By Maurits Elen
China’s vaccine manufacturers are gearing up to push international vaccines exports over the next few years, with the move expected to challenge traditional dominance in vaccine production by Western pharmaceutical companies.
Reports from UNICEF indicate that Western drugmakers frequently charged the United Nations-affiliated agency double the price asked by companies in India and Indonesia.
This past March, Chinese vaccines received the World Health Organization’s approval to be sold to U.N agencies and the Gavi Alliance, with China’s drug safety authority reportedly meeting international standards for vaccine regulation.

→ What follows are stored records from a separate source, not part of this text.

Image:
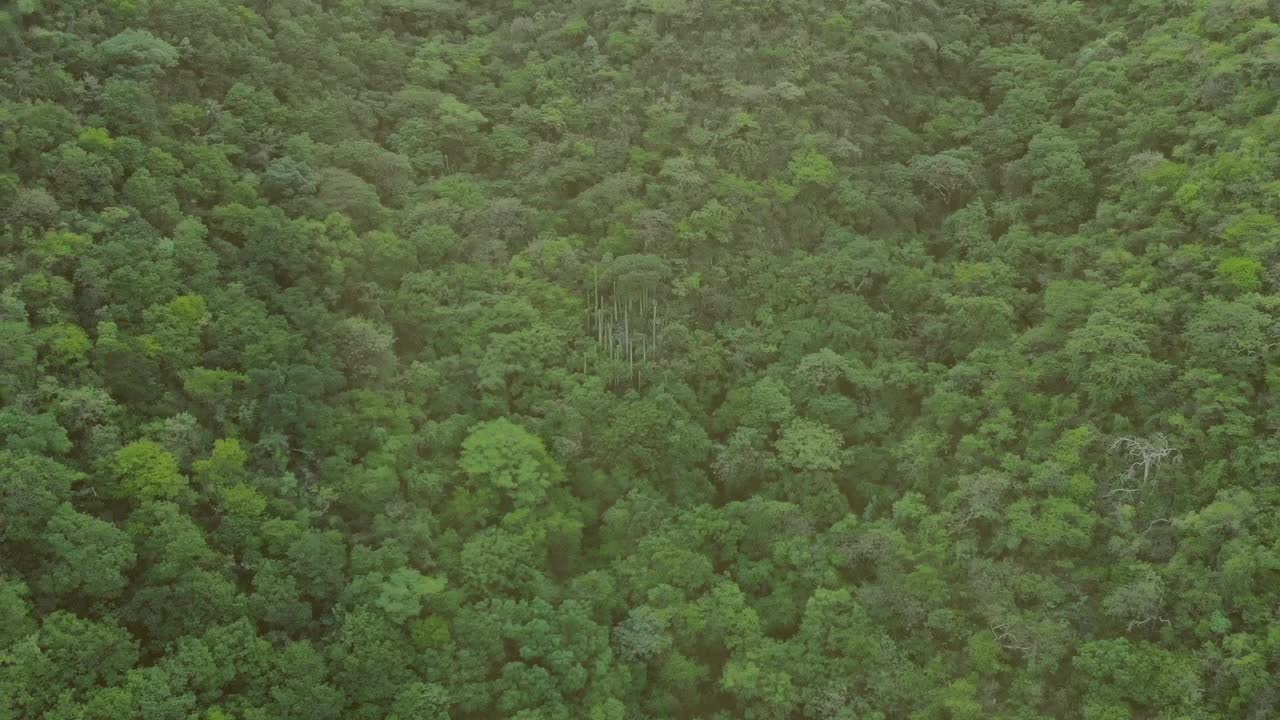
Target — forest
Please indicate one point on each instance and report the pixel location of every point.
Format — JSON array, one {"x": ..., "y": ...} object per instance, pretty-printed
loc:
[{"x": 639, "y": 359}]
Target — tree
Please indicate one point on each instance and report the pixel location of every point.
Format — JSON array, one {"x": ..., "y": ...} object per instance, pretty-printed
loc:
[
  {"x": 807, "y": 445},
  {"x": 145, "y": 470},
  {"x": 88, "y": 557},
  {"x": 502, "y": 455}
]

Hindered by ”Made in China” label
It may take some time, however, before some parts of the world are ready to embrace Chinese vaccines, due to previous health concerns involving Chinese products. The country still lacks consumer confidence, especially given the food, drug and other scandals that have recenty plagued the nation.
In 2007, Chinese cough syrup killed 93 people in Central America, and one year later, contaminated blood thinner led to dozens of deaths in the United States, while tainted milk powder resulted in the deaths of six babies, with hundreds of thousands of other Chinese babies also poisoned.

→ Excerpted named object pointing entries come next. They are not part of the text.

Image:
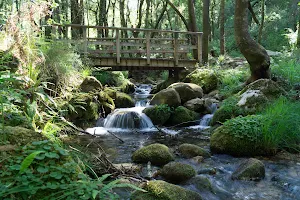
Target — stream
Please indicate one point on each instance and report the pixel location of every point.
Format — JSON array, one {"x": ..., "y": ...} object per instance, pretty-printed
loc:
[{"x": 282, "y": 179}]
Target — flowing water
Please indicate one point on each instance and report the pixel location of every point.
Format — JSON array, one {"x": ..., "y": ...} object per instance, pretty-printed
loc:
[{"x": 282, "y": 179}]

Helen Yang of the NASDAQ-listed Chinese biotech firm Sinovac (which developed the H1N1 swine flu vaccine) also had second thoughts about China’s entry into the market:
“We think the main obstacle is that we still harbor the name of ‘made in China’. That is an issue. More needs to be done to build confidence in Chinese vaccines overseas.”
China’s global food reputation has been scarred by past scandals and still has a long way to go to inspire any confidence from the international community in Chinese vaccines.